In Gradisil, for example, every American military and political character is an idiot. Now even if we allow that that might be the case in real life, it is still not a good reason to create characters like that in a piece of fiction because it cheapens what his “heroine” (for wont of a better word) achieves.

In Land of the Headless, instead of creating a realistically frightening, intrusive and controlling religious state capable of ruling over an entire planet (or more) and instilling discipline on vast populations, Mr Roberts sketches out a rough and ready foe - apparently consisting almost entirely of one cruel policeman that gives no sense of the oppression his characters must live under and no sense of the weight of forces his protagonist must find himself struggling against.

I can see that Adam Roberts doesn’t want to write simple x versus y stories - but I do think he needs to find a way to make the struggles of his protagonists more engaging - they need to grab the gut as well as the mind.

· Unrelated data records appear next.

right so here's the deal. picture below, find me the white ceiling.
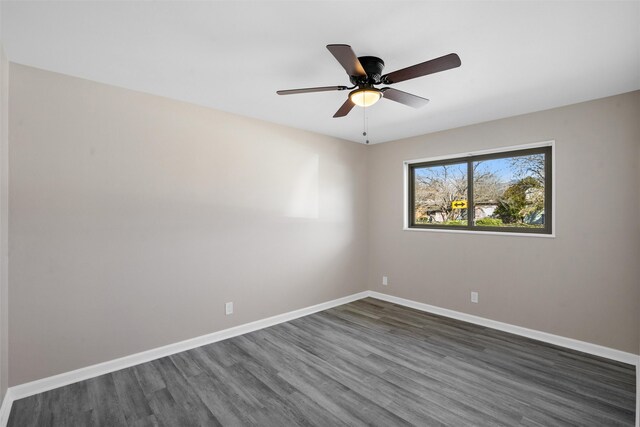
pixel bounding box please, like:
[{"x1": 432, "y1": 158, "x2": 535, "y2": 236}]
[{"x1": 2, "y1": 1, "x2": 639, "y2": 144}]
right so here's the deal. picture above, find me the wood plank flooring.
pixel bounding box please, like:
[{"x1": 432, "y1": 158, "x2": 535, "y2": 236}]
[{"x1": 8, "y1": 298, "x2": 637, "y2": 426}]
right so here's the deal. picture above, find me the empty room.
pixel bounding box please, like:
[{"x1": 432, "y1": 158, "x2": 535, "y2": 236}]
[{"x1": 0, "y1": 1, "x2": 638, "y2": 426}]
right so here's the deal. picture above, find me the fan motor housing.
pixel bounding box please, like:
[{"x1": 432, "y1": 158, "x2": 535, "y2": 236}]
[{"x1": 352, "y1": 56, "x2": 385, "y2": 85}]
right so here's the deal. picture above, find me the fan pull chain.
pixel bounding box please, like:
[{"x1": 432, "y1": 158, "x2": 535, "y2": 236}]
[
  {"x1": 366, "y1": 116, "x2": 369, "y2": 144},
  {"x1": 362, "y1": 104, "x2": 369, "y2": 144}
]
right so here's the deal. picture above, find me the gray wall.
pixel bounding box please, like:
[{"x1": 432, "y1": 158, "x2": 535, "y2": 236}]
[
  {"x1": 0, "y1": 45, "x2": 8, "y2": 401},
  {"x1": 6, "y1": 62, "x2": 639, "y2": 388},
  {"x1": 367, "y1": 91, "x2": 640, "y2": 354},
  {"x1": 8, "y1": 63, "x2": 369, "y2": 386}
]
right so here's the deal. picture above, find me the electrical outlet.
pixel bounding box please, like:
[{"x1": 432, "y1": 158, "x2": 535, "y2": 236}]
[
  {"x1": 225, "y1": 302, "x2": 234, "y2": 315},
  {"x1": 382, "y1": 276, "x2": 388, "y2": 286},
  {"x1": 471, "y1": 292, "x2": 479, "y2": 303}
]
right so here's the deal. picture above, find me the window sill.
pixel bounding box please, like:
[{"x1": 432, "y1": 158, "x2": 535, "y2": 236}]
[{"x1": 403, "y1": 227, "x2": 555, "y2": 238}]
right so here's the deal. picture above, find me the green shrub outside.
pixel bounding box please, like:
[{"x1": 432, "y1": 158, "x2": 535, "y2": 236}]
[
  {"x1": 475, "y1": 218, "x2": 503, "y2": 226},
  {"x1": 442, "y1": 220, "x2": 467, "y2": 226}
]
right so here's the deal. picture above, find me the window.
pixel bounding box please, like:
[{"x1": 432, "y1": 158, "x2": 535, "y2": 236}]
[{"x1": 407, "y1": 145, "x2": 552, "y2": 234}]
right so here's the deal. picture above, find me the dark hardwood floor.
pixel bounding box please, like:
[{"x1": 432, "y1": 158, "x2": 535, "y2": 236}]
[{"x1": 8, "y1": 298, "x2": 637, "y2": 426}]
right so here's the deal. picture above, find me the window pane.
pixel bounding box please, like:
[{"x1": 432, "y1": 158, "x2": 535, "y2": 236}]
[
  {"x1": 473, "y1": 153, "x2": 545, "y2": 228},
  {"x1": 413, "y1": 163, "x2": 468, "y2": 226}
]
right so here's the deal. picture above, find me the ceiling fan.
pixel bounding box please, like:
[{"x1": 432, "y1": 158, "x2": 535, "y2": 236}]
[{"x1": 277, "y1": 44, "x2": 461, "y2": 118}]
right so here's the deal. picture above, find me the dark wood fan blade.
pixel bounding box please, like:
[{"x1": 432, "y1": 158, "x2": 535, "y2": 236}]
[
  {"x1": 382, "y1": 53, "x2": 461, "y2": 84},
  {"x1": 277, "y1": 86, "x2": 348, "y2": 95},
  {"x1": 333, "y1": 98, "x2": 355, "y2": 118},
  {"x1": 381, "y1": 88, "x2": 429, "y2": 108},
  {"x1": 326, "y1": 44, "x2": 367, "y2": 78}
]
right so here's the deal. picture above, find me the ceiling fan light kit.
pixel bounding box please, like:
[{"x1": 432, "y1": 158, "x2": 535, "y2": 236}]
[
  {"x1": 349, "y1": 88, "x2": 382, "y2": 107},
  {"x1": 277, "y1": 44, "x2": 461, "y2": 118}
]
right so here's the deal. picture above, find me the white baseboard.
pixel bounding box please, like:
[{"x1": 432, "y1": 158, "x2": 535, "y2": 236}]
[
  {"x1": 0, "y1": 289, "x2": 636, "y2": 427},
  {"x1": 368, "y1": 291, "x2": 638, "y2": 366},
  {"x1": 2, "y1": 291, "x2": 369, "y2": 416},
  {"x1": 0, "y1": 389, "x2": 13, "y2": 427}
]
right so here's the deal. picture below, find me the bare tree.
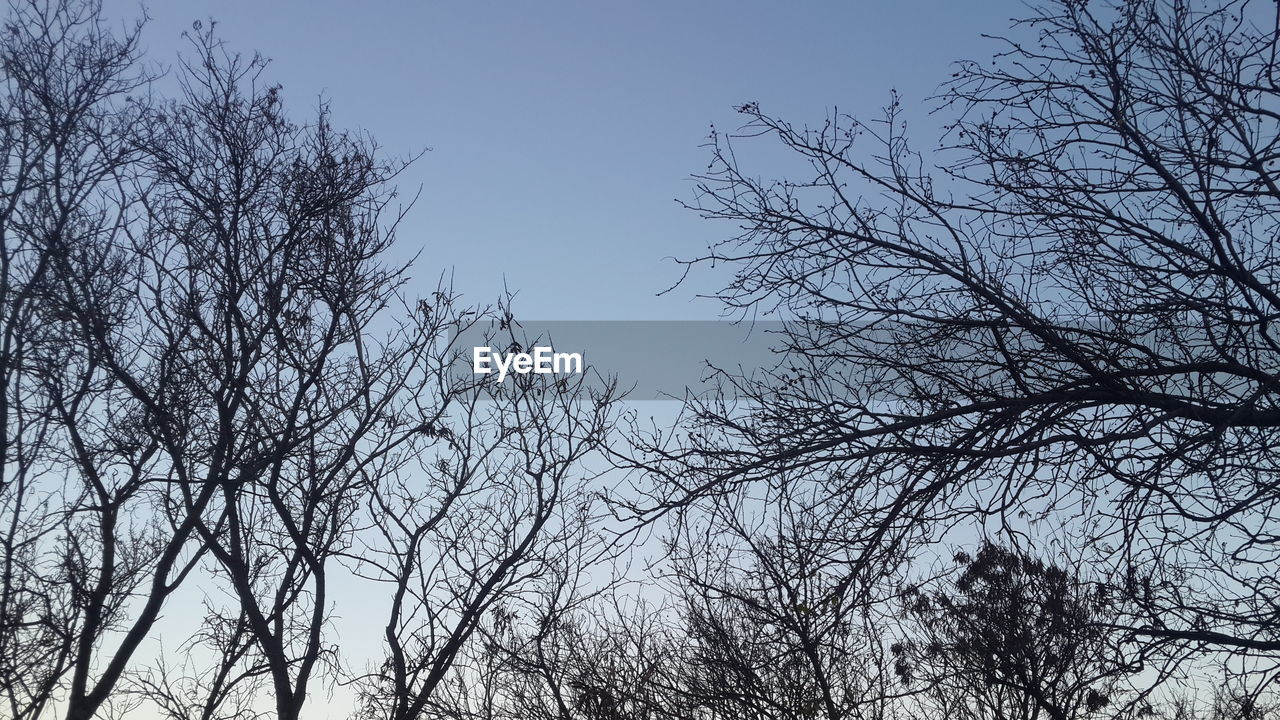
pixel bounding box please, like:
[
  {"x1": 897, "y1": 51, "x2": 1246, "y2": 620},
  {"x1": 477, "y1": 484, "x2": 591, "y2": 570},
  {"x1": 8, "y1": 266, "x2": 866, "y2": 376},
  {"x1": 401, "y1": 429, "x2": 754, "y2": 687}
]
[
  {"x1": 459, "y1": 471, "x2": 899, "y2": 720},
  {"x1": 116, "y1": 25, "x2": 438, "y2": 720},
  {"x1": 895, "y1": 543, "x2": 1143, "y2": 720},
  {"x1": 411, "y1": 571, "x2": 686, "y2": 720},
  {"x1": 406, "y1": 589, "x2": 679, "y2": 720},
  {"x1": 658, "y1": 475, "x2": 898, "y2": 720},
  {"x1": 0, "y1": 2, "x2": 159, "y2": 719},
  {"x1": 635, "y1": 0, "x2": 1280, "y2": 704},
  {"x1": 128, "y1": 604, "x2": 270, "y2": 720},
  {"x1": 352, "y1": 318, "x2": 621, "y2": 720},
  {"x1": 3, "y1": 3, "x2": 623, "y2": 720}
]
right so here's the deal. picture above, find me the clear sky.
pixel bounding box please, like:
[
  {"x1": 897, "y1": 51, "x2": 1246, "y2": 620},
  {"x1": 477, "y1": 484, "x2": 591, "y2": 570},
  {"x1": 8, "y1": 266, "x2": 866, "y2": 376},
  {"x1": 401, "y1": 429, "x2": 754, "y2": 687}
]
[{"x1": 102, "y1": 0, "x2": 1026, "y2": 321}]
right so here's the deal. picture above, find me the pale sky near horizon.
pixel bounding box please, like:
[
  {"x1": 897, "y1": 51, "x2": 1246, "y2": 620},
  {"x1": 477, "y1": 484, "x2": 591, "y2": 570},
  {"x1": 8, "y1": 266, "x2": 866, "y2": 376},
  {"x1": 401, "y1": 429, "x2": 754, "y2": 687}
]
[{"x1": 101, "y1": 0, "x2": 1026, "y2": 322}]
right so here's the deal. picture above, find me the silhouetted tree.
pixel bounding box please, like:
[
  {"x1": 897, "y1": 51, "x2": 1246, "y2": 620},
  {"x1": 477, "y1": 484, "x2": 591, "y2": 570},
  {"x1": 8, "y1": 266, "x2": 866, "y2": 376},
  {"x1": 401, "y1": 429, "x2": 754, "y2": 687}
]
[
  {"x1": 635, "y1": 0, "x2": 1280, "y2": 701},
  {"x1": 352, "y1": 319, "x2": 621, "y2": 720},
  {"x1": 0, "y1": 2, "x2": 154, "y2": 719},
  {"x1": 460, "y1": 472, "x2": 898, "y2": 720},
  {"x1": 895, "y1": 543, "x2": 1141, "y2": 720},
  {"x1": 416, "y1": 591, "x2": 681, "y2": 720},
  {"x1": 0, "y1": 3, "x2": 622, "y2": 720},
  {"x1": 123, "y1": 25, "x2": 428, "y2": 719},
  {"x1": 659, "y1": 476, "x2": 896, "y2": 720}
]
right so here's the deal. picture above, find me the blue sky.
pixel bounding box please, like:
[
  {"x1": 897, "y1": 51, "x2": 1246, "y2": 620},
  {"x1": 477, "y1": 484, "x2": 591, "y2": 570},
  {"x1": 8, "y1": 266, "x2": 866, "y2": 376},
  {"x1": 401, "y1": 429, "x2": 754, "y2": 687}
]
[{"x1": 104, "y1": 0, "x2": 1026, "y2": 320}]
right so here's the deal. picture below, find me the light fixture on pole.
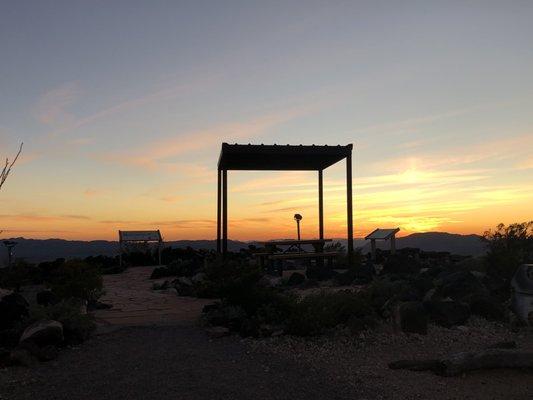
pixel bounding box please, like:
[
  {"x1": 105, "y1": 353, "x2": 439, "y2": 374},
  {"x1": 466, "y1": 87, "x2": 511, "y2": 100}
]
[
  {"x1": 3, "y1": 240, "x2": 17, "y2": 269},
  {"x1": 294, "y1": 214, "x2": 303, "y2": 241}
]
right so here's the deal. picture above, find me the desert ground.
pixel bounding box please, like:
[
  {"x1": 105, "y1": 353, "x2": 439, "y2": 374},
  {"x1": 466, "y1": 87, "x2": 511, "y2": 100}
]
[{"x1": 1, "y1": 266, "x2": 531, "y2": 400}]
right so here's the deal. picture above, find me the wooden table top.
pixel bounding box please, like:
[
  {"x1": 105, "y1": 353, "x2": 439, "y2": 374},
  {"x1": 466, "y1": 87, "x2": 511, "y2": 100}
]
[{"x1": 262, "y1": 239, "x2": 332, "y2": 246}]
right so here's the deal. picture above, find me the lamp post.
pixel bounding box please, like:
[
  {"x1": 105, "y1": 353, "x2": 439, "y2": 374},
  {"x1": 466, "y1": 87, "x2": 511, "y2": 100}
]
[
  {"x1": 294, "y1": 213, "x2": 302, "y2": 240},
  {"x1": 3, "y1": 240, "x2": 17, "y2": 269}
]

I stand by my review - looking back on it I can see why Adam would consider it harsh and perhaps I was guilty of playing to the stalls - playing up the easy targets and not spending as much time on the things I liked (but even then, I still I don’t think the review is entirely negative). In my defence it was a limited word review and I make no claims towards literary criticism - my English A Level is too distant a piece of history for that - I’m really only someone who tries to write about stuff I’ve read and watched in what I hope is an entertaining way.

As a writer would I want to have received the review I gave Adam Roberts?

No. I’d hate me. I’d want to shove my big-head down the nearest bog. I’d want to scream what the fuck do you know you useless nobody. So kudos to Mr Roberts for taking it on the chin.

If there’s one thing Adam Roberts can take solace from in my review of Land of the Headless it is that the fact is that he’s the author with the string of novels out there (two even since Land…) to be shot at by peabrains like me. While I can’t even seem to get a short story in print.